Male woodlice have genital projections whereas females just have a pouch which contains eggs, positioned at the bottom of the abdomen. Figure 2 shows an example of the ventral (lower) structure of a male Porcellio scaber. As you can see the lungs are situated in the first pleopod, gases are able to diffuse in and out from the lungs through miniscule pores (2). These pores are unable to close, therefore it is common for woodlice to become desiccated.

Woodlice show kinesis behaviour, in which their movement is in response to a stimulus. The movement they show is non-directional and either move at a faster or slower rate. Movement of woodlouse is achieved by the movement of its seven pairs of jointed limbs. Muscle contraction needed for the movement of legs requires Adenine Triphosphate (ATP) which provides energy for the contraction. ATP is the most important energy transfer molecule within cells and is created via the reactions of cellular respiration where biochemical energy from nutrients such as carbohydrates and fats are converted to produce the ATP molecule. These reactions occur in four main stages, glycolysis, the links reaction, the Krebs cycle and oxidative phosphorylation. Many of the reactions that occur in respiration are controlled by enzymes which are used throughout the process and allow the reactions to occur at body temperature.

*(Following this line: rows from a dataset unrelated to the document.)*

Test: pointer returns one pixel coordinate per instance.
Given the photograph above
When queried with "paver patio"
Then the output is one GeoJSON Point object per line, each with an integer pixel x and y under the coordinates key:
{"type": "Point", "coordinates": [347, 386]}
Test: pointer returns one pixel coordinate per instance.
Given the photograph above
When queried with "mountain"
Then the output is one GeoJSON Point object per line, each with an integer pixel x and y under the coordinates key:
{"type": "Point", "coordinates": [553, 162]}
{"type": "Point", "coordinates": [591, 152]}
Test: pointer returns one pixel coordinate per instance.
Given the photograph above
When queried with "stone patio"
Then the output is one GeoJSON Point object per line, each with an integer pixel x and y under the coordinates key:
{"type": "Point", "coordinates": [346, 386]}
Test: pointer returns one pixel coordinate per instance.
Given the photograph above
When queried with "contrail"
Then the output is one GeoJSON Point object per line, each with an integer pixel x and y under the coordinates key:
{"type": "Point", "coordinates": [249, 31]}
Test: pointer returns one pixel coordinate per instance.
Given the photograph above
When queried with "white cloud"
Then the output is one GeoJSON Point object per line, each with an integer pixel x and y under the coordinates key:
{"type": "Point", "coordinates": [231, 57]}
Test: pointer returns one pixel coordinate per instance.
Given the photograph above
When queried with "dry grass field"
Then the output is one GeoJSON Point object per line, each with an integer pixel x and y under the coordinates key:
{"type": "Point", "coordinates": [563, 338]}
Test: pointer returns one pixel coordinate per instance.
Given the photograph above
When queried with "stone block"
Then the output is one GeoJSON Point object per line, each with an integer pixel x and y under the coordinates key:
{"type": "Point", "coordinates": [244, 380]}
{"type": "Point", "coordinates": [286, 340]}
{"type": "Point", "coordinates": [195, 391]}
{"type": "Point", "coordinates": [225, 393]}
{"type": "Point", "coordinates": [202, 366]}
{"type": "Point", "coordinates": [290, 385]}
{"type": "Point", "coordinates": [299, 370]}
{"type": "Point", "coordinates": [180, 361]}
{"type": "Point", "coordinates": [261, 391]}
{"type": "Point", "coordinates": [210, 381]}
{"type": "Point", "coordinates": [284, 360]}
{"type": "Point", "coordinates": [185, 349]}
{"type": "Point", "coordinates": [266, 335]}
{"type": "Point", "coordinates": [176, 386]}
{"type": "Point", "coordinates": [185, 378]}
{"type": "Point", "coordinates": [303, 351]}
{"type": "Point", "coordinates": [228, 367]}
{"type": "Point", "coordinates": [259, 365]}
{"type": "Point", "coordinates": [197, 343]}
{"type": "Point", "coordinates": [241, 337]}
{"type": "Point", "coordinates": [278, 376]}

Woodlice feed on decaying vegetation, and play a vital role in the decomposition of deciduous woods and compost heaps by digesting decaying matter and releasing them as faecal pellets which decompose rapidly. Often fungal spores are contained in the faecal pellets of woodlouse, when these pellets decompose in deep moist leaf litter it stimulates further decomposition in woodlands. Thus, the feeding activities of woodlice speed up the decomposition process and help to return essential nutrients to the soil, making the activeness of woodlice in a woodland environment important.

Hypothesis: The overall increase in temperature will cause the rate of woodlouse movement to increase.

Null hypothesis: The change in temperature will not affect the rate of movement of woodlouse, movement will stay at a regular rate, and therefore there will be no correlation.

Preliminary Work:

The aim of my preliminary experiments was to investigate which method would be most accurate and reliable to measure the movement of the woodlice. During these experiments I could gather information about woodlouse behaviour and also be able to observe variables which I will need to control in my final experiment.